We’re not out of the woods. The 2022 miderms and the 2024 presidential elections could go badly. There’s just a narrow window open for the majority of Americans who at least somewhat value truth and reason. By forcing everyone to stare consequences in the face, last Wednesday opened that window further. The outcome in Georgia on Tuesday—more reason for optimism!—opens it still further. But there’s a lot of work ahead in the next two to four years.

And as Wednesday made plain, a lot of that work involves our security forces. 

Our legislative branch doesn’t have its own army. It just has the unexpectedly weak Capitol Police. It must depend on the executive branch for protection. We never realized before that this dependency was dangerous. Wednesday’s insurrection shows how important that norm is. There must be accountability for violating it.

The non-response to the mob attack on the Capitol shows the danger of politicized security forces. Some Capitol Police were amazingly brave, and at least one paid the ultimate price. But others appeared to be sympathetic with the rioters. Their small numbers and lack of backup sent a strong message too. The force’s management—and especially the Trump appointees at DHS and DOD who were in charge of anticipating this situation, preparing, and calling for National Guard backup—either felt affinity with the rioters’ cause or are stunningly incompetent. This is utterly inviable. It must never happen again.

Nearly everywhere in the world, security forces tend to be made up of conservative men with strong social biases. How to keep them from being instrumentalized by an authoritarian leader is a common challenge. If the United States is going to be a “democratic example” again, we need to show we’re up to that challenge. That means de-politicizing our law enforcement agencies right away, starting with the highest levels of their chain of command.

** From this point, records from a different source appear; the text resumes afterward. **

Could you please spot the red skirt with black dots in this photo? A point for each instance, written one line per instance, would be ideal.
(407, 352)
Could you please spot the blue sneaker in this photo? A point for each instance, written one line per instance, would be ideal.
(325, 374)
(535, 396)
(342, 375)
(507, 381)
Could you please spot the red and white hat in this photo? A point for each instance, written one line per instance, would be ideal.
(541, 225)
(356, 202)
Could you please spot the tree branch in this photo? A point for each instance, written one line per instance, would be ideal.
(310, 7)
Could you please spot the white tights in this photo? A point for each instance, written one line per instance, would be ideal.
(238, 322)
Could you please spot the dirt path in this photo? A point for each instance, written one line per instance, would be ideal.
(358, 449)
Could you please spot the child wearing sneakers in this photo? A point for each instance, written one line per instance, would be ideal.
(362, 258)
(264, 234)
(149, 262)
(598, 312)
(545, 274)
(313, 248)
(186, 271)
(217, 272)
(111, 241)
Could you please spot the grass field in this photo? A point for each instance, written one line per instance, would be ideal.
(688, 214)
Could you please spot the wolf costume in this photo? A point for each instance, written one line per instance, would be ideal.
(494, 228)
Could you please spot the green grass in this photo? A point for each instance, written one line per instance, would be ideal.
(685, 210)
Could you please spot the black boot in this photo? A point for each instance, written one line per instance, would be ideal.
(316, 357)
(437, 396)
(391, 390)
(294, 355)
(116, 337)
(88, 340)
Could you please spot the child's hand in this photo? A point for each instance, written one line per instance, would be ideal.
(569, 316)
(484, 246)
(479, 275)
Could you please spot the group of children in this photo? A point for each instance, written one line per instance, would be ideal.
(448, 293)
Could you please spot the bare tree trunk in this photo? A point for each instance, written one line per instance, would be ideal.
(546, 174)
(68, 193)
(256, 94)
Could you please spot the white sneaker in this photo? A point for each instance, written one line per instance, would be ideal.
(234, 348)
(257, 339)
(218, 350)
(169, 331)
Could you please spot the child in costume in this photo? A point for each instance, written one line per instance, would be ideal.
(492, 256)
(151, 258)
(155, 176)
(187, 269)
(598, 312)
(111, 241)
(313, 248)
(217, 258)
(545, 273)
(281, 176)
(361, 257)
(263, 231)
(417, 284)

The big story from yesterday

I’ve worked on defense and security in Latin America for a long time, which colored my view of what happened in the Capitol yesterday.

As soon as we all saw rioters start calmly parading through the Capitol, I was immediately struck by our security forces’ slow and tolerant response. Starting with some of the Capitol Police (though others performed bravely), and continuing with the incredible lack of backup they received.

20 years after 9/11, of course the Capitol Police and other authorities have the resources, and off-the-shelf plans, for dealing with a situation just like this in a professional, efficient, rights-respecting way. I’m sure they’ve had drills and exercises. Why were those plans plainly ignored? Why did it all fall apart for a group of only a couple thousand people maximum?

Anybody who has paid attention to Latin America knows what a dangerous politicization of security forces looks like. We also saw it—in the other direction—with federal law enforcement in Portland and at Washington’s BLM protests.

Some cops at the Capitol yesterday seem to have felt some kinship with the pro-Trump mob, and treated them way differently than they do peaceful Trump critics and people of color. And their management was plainly politicized in its failure to prepare for a contingency we all saw coming, and its subsequent failure to rush help to the scene.

You don’t get to ransack the Capitol for hours, then calmly walk away, unless law enforcement and its command share your views. What we saw yesterday was tacit approval of the rioters. Full stop.

Let’s stare that directly in the face, then do our best after January 20 to get it investigated, punished, and reformed so it never happens again. Let’s find out if that’s even possible to do in America in 2021.

This non-response looked familiar to anyone who has studied Latin America’s militaries and police during times of transition to and from democracy. To me, it was the big story of yesterday, and it’s terrifying.